What Is a Prospective Review in Healthcare?

A prospective review in healthcare is a process used by insurance companies to determine if a proposed medical service is medically necessary and appropriate before it is performed. This check, often called prior authorization, pre-certification, or pre-approval, is a formal requirement for coverage of certain procedures, medications, or equipment. The primary goal is for the payer to manage costs, prevent unnecessary or inappropriate use of healthcare resources, and ensure the care aligns with evidence-based standards. Understanding this process is important for patients and providers because approval must be secured before the treatment, otherwise the patient may be financially responsible for the full cost.

The Core Definition and Types of Utilization Review

Prospective review is a specific activity within a broader system known as Utilization Review (UR), which evaluates the appropriateness and necessity of medical services. UR aims to ensure patients receive the right level of care in the most cost-effective setting without compromising quality. Payers, such as health plans and managed care organizations, mandate these reviews to ensure adherence to their coverage policies and clinical guidelines.

Prospective review is distinguished from other types of utilization review by the timing of the assessment; it occurs before the patient receives care. This contrasts with Concurrent Review, which happens while the patient is actively receiving treatment, such as during a hospital stay, to monitor the continued need for that level of care. A third type is Retrospective Review, which takes place after the service has been rendered and billed, often as a final audit to confirm that the provided care was medically necessary.

Navigating the Submission and Decision Process

The process begins when a healthcare provider submits a request for prior authorization, which must include extensive documentation to justify the need for the service. Required information typically includes the patient’s medical history, clinical notes detailing the current condition, and specific diagnosis and procedure codes (ICD and CPT/HCPCS). Providers must also submit a letter of medical necessity that explicitly links the requested service to the diagnosis and explains why it is the most appropriate course of action.

Once the request is received, a licensed clinical professional, such as a registered nurse, performs the initial review by comparing the submitted data against established, evidence-based clinical guidelines. These standardized criteria, often proprietary systems like InterQual or Milliman Care Guidelines (MCG), help reviewers determine if the proposed service meets the definition of medical necessity. If the request does not meet the initial criteria, it is escalated to a physician reviewer or medical director for a final determination.

Regulatory timelines dictate how quickly the payer must issue a decision, which varies depending on the urgency of the request. For standard, non-urgent requests, payers are typically required to respond within seven calendar days. If the patient’s health could be seriously jeopardized by a delay, an expedited review can be requested, which mandates a decision within 72 hours.
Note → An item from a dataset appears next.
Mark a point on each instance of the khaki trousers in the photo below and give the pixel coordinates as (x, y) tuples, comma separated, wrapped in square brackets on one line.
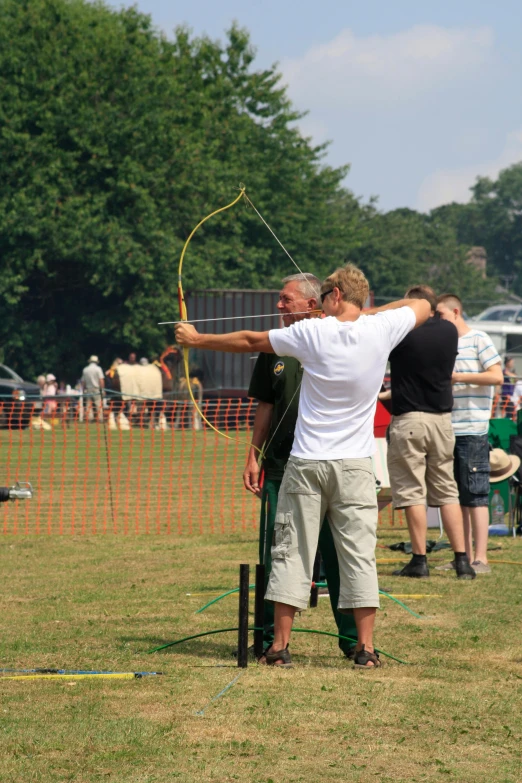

The final decision is either an approval or an “adverse determination,” which is a denial of the service.

Specific Healthcare Services That Require Review

Prospective review is commonly triggered by services that are high-cost, elective, or frequently subject to misuse.

  • Non-emergency surgeries, such as elective knee or hip replacements, spinal procedures, and cosmetic or reconstructive operations.
  • Advanced diagnostic imaging, including Positron Emission Tomography (PET) scans and complex Magnetic Resonance Imaging (MRI) studies.
  • High-cost or specialty medications, particularly those used to treat complex conditions like cancer or multiple sclerosis.
  • Durable Medical Equipment (DME), which includes items like power wheelchairs and specialized hospital beds for home use.
  • Certain types of ongoing therapy, such as long-term physical therapy, specialized behavioral health services, or home health care.

Understanding Denials and the Patient Appeals Process

When a prospective review results in an adverse determination, the payer must provide the patient and provider with a written rationale for the denial, including the specific clinical basis. If the provider and patient believe the service is necessary, they have the right to challenge the decision through a multi-stage appeals process, which starts with an internal appeal. The internal appeal requires the provider to submit additional clinical documentation or engage in a peer-to-peer discussion with the payer’s medical director to overturn the initial denial. The patient must adhere to strict deadlines, typically filing the internal appeal within 180 days of receiving the denial notice.

If the internal appeal is unsuccessful, the patient can then proceed to an external appeal, which is a review by an Independent Review Organization (IRO). An IRO is a neutral, third-party entity composed of clinical experts who are not affiliated with the insurance company, and their decision is legally binding on the payer. The timeline for an external appeal is also regulated, with standard reviews typically requiring a decision within 45 days of the request. For urgent medical situations, the external review must be completed within 72 hours.